Aflatoxicosis in ducks is a very common fatal disease to hinder duck and egg production. The duck is very sensitive to minutes of aflatoxins particularly in the early life. The metabolites of aflatoxins are epoxides which binds larger molecule, like nucleic acids and nucleoproteins. The toxic effect of these metabolites is mutagenesis, carcinogenesis, teratogenesis, reduced protein synthesis, and immune-suppression. Reduced protein synthesis alters essential metabolic enzymes, structural proteins and production. As a result structural changes in liver along with increase in AST, ALT, bilirubin and bile acids.

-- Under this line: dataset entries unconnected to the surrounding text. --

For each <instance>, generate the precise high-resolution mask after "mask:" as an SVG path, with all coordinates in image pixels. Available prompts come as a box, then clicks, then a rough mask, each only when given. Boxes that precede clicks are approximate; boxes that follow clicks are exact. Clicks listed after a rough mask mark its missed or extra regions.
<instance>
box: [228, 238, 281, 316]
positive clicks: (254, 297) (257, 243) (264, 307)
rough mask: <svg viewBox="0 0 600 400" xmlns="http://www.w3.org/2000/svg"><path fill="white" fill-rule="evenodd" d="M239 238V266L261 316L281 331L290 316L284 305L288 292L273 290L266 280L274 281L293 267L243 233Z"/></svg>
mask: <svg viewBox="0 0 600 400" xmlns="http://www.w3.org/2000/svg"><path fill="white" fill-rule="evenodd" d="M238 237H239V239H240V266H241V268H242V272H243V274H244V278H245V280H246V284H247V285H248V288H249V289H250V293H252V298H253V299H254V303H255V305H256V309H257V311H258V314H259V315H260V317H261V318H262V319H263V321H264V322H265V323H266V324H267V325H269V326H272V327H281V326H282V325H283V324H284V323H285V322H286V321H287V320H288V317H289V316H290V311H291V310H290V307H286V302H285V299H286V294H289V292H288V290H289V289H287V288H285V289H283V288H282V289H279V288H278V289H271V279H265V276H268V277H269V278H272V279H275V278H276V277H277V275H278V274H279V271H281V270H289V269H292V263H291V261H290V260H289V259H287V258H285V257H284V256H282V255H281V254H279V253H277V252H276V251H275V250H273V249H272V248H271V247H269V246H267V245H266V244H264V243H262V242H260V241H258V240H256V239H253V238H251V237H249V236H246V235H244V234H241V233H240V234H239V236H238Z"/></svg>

The disease does not occur in isolated cases rather it affects whole flock as it is mainly due to feed origin. The disease can be diagnosed easily, clinically and at necropsy with involvement of liver, kidney, intestine and even heart. Once any flock is affected with aflatoxin, ameliorative intervention may be taken through several steps. Withdrawal of contaminated feed should be done immediately and new fresh feed may be given with toxin binder like glucomannan. Liver stimulant to be given to enhance the liver function properly. Care also is to be given to feed ingredients contamination and storage of feed. To provide toxin free feed avoid maize and dumpy feed for duck population.
The authors are very thankful to Director, Central Avian Research Institute, Bareily, UP, India for extending animal and laboratory faculties.